Moore received the prestigious Arthur Ashe Award while Paige Bueckers used her speech to highlight the lack of proportional coverage for Black women’s basketball players.

2021 ESPY Awards - Show Photo by Kevin Mazur/Getty Images

Three current and former UConn women’s basketball players took home honors from the 2021 ESPYs on Saturday night.

Maya Moore was honored with the Arthur Ashe Courage Award, given to reflect the spirit of Ashe to those “possessing strength in the face of adversity, courage in the face of peril and the willingness to stand up for their beliefs no matter what the cost.”

Moore received the award after she stepped away from her basketball career in order to fight for criminal justice reform and specifically helped free Jonathan Irons, who spent 22 years behind bars on a wrongful conviction.

“Jonathan, I’m just so happy for you. Y’all, let’s just say hallelujah, first of all, that Jonathan is sitting here right now,” Moore said. “I don’t ever want that to get old, just the miracle of your life and who you are.”

Moore also used her speech to highlight Win with Justice, her social action platform, and spoke of the sacrifice she made in stepping away from basketball.

“These sacrifices we make in sports are great, but I would invite you to see them as just pointers to the sacrifices of life that matter most, the ones that are centered around helping each other live to the fullest,” she said.

Paige Bueckers won the award for Best Women’s College Athlete, just the latest piece of hardware for the rising sophomore. After being named national player of the year by the AP, Naismith Trophy, USBWA, Wooden Award, co-freshman of the year by the USWBA and WBCA as well as a First Team All-American by the AP, Wooden, USBWA, WBCA following the greatest freshman season ever in women’s college basketball.

During her acceptance speech, Bueckers acknowledged that she’s “a white woman in a Black-led sport” and pushed for more coverage of Black women’s basketball players, who do not receive a proportional amount of coverage as white women’s basketball players despite making up a larger percentage of the WNBA.
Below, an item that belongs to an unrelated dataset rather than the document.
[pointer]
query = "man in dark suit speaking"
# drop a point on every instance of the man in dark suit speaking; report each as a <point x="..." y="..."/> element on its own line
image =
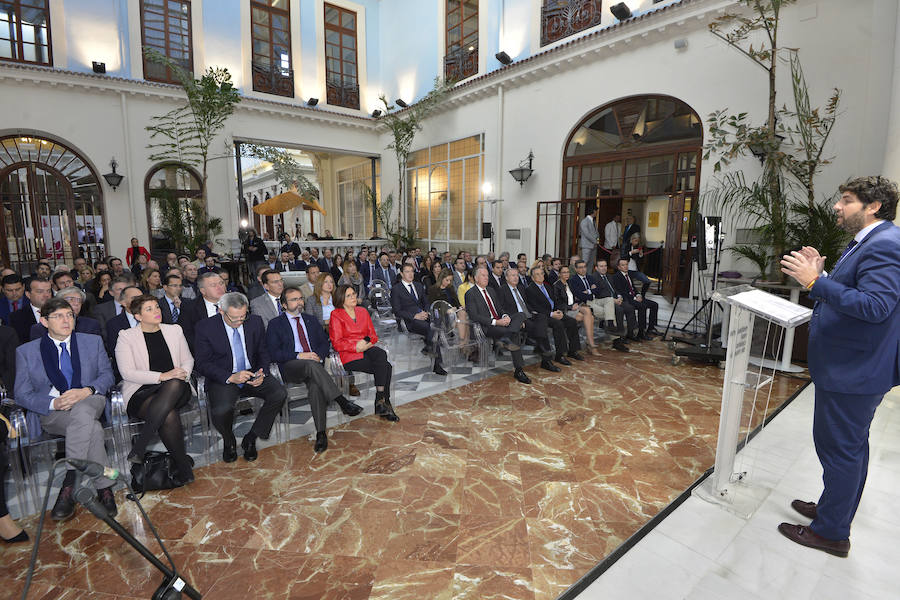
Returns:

“Sports media holds the key to storylines. Sports media and sponsors tell us who is valuable and you’ve told the world I matter today. Everyone who voted, thank you, but I think we should use this power together to also celebrate Black women,” Bueckers said. “To Maria Taylor, Robin Roberts, Maya Moore, Odyssey Alexander, to all the incredible Black women in my life, on my teams to Breonna Taylor and all the lives lost, and to those names who I’ve not yet learned, but I hope to share, I stand behind you and I continue to follow you and follow your lead and fight for you guys.”

Afterwards, Bueckers explained that after receiving so much media attention over the last few years, she wanted to “share the light.”

Meanwhile, Breanna Stewart took home Best WNBA Player after leading the Seattle Storm to the WNBA championship last year, where she earned finals MVP honors.